Trainline PLC (LSE:TRN) shares fell more than 7 percent on Wednesday after the rail ticketing operator issued a disappointing revenue forecast for the current fiscal year, overshadowing a report of higher profit and sales.
The company’s results for the year ended February 28 showed solid growth, with Chief Executive Officer Jody Ford highlighting “strong execution” and “solid performance.” However, investors focused on a forward outlook that suggests a potential contraction in revenue.

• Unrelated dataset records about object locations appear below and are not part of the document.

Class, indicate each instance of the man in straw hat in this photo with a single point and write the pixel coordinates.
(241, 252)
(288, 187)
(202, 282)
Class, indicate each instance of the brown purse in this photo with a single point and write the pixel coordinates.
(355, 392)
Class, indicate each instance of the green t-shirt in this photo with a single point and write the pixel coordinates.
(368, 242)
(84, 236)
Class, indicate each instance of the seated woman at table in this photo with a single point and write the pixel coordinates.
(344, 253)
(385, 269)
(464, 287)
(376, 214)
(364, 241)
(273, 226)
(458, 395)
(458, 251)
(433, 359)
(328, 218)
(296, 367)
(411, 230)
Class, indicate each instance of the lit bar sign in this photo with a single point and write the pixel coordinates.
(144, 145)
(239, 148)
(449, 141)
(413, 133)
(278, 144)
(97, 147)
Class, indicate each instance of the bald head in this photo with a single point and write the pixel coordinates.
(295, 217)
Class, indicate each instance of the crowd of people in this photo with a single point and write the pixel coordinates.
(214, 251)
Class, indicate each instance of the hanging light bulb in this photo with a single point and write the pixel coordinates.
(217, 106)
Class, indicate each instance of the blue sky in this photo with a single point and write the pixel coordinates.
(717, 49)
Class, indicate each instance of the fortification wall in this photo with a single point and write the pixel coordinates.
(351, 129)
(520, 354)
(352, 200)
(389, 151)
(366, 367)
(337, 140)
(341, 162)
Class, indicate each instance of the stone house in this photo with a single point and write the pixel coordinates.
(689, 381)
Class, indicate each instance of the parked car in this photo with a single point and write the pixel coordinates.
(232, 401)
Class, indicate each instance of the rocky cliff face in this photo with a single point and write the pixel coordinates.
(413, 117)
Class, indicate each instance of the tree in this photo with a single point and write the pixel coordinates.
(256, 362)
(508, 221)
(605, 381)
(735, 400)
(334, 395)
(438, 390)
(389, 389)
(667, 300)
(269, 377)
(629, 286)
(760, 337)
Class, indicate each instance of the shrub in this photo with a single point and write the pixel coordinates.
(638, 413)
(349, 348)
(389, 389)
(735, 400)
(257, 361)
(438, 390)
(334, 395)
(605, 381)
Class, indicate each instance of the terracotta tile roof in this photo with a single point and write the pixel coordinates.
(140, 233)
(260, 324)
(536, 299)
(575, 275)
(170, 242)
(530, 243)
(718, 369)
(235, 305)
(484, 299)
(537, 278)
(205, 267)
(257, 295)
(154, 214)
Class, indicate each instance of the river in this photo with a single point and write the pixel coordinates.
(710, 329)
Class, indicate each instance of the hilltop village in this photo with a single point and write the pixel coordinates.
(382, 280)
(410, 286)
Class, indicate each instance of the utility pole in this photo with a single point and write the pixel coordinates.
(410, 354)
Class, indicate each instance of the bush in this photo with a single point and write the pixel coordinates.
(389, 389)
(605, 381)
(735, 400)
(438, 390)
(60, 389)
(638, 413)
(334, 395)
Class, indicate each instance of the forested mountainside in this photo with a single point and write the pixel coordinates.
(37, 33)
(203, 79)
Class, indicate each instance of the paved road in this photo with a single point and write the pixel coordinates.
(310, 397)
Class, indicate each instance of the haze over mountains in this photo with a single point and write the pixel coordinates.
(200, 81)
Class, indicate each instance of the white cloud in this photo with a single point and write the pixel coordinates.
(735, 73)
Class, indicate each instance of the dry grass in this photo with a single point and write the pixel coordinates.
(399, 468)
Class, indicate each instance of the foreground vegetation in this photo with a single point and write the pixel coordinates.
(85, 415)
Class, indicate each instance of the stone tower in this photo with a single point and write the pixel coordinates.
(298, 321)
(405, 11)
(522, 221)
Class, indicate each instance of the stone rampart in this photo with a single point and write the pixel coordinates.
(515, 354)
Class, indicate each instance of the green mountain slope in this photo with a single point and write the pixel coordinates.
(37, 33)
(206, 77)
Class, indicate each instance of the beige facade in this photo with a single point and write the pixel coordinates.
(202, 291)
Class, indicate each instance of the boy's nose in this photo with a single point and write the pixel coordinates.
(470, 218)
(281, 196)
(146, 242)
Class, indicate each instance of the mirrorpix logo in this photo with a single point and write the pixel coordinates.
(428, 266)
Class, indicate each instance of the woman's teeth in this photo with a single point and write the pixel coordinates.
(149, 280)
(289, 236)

For the full year, Trainline reported a 2 percent increase in revenue to £452.7 million, while net ticket sales grew 7 percent to £6.32 billion. Pretax profit rose to £114.3 million from £80.9 million in the prior year, and adjusted earnings before interest, tax, depreciation, and amortisation increased 11 percent to £176.6 million. The company did not disclose figures for earnings per share or how the results compared to consensus estimates.
The negative stock reaction was driven by the company’s guidance for the current fiscal year. Trainline projects revenue in a range of £440 million to £455 million. The midpoint of this range, £447.5 million, is below the £452.7 million revenue figure just reported, signaling a potential slowdown that has concerned the market. The company guided for adjusted EBITDA to be approximately 2.9 percent of net ticket sales.
The weak guidance has put the stock under pressure, erasing its gains for the year. The decline puts the stock at its lowest since March, testing investor confidence. Trainline’s next catalyst will be its first-quarter trading update, which will provide the first indication of whether the company can meet or exceed its conservative forecast.
This article is for informational purposes only and does not constitute investment advice.